9 de janeiro de 2016

"Les Eléments: Tempêtes, Orages & Fêtes Marines 1674-1764" (Alia Vox, 2015)



Num tratado de 1606, o teórico alemão Joachim Burmeister define hipotipose nestes termos: “Ornamento através do qual se elucida de tal maneira o significado de um texto que as suas palavras, em si mesmo desguarnecidas de alma, se enchem subitamente de vida.” Isto é, no contexto da criação musical, trata-se de uma técnica apta a conferir ao poema uma “presença sensorial”, como sugeriu Heinrich F. Plett. É uma citação oportuna, pois neste “Les Éléments” constam obras em que o efeito assumiu proporções concetuais: peças para uma adaptação de “A Tempestade”, de Matthew Locke (organista de Catarina de Bragança), a “Música Aquática”, de Telemann, o “La Tempesta di mare”, de Vivaldi, árias de marinheiros e tritões de “Alcione”, de Marin Marais, caracterizações de trovoadas e tremores de terra com origem em “As Índias Galantes”, “Hipólito e Arícia” e “Zaratustra”, de Jean-Philippe Rameau (também de Rameau, e segundo notas de apresentação, do alinhamento do disco deveria ainda constar uma ária extraída a "As Boréades", facto que a sua audição não confirma) e, claro, “Les Éléments”, de Jean-Féry Rebel. O resultado é convincente, com Savall a manobrar pela amotinada mitologia do mundo marinho e a acentuar o alvoroço inerente a cada composição original, acionando a imaginação do ouvinte pela invocação das assombrosas forças que obram no universo. No nosso planeta, sabe-o bem o maestro catalão, nenhuma é mais temível do que a do Homem*. Daí a sua advertência final: “A Terra está em perigo.” O que leva a repensar a retórica deste programa – é que se suspeita que chegará o dia em que não virá mais a bonança depois da tempestade.

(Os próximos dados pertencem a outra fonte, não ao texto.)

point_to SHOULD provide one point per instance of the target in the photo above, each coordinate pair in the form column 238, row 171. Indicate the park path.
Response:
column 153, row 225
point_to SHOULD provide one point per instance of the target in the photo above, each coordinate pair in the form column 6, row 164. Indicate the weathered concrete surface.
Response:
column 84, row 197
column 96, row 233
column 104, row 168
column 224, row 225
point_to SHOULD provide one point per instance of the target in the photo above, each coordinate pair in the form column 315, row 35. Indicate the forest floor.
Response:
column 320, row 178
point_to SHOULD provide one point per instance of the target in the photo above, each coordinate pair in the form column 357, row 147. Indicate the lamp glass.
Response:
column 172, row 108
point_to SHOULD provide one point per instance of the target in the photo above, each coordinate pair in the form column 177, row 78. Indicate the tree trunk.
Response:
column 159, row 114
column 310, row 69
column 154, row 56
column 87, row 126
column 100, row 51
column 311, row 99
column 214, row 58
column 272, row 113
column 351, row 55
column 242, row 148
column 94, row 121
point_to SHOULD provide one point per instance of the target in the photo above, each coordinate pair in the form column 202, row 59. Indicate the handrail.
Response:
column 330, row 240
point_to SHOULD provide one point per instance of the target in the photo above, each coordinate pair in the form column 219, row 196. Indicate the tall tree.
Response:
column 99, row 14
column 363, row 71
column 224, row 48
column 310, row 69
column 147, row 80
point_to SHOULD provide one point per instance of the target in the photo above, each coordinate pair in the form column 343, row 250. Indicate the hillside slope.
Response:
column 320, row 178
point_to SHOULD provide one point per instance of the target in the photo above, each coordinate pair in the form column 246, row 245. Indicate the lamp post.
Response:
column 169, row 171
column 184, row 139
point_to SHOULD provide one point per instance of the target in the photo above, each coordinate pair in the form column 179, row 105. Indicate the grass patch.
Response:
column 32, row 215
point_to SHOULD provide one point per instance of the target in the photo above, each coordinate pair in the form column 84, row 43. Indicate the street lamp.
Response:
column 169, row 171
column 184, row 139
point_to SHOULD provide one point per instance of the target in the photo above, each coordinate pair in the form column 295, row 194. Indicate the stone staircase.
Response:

* É o que inevitavelmente se conclui através da leitura de um texto no qual Savall chega a mencionar as alterações climáticas. Mas dir-se-ia que, aqui, tamanha responsabilização logo ganha paradigma em termos gráficos, com a reprodução, na capa, de "O Navio Negreiro", um quadro de Turner. Basta, aliás, pensar no título original da obra, que se poderá assim traduzir: "Negreiros Atiram Mortos e Moribundos Borda Fora - Aproxima-se um Tufão".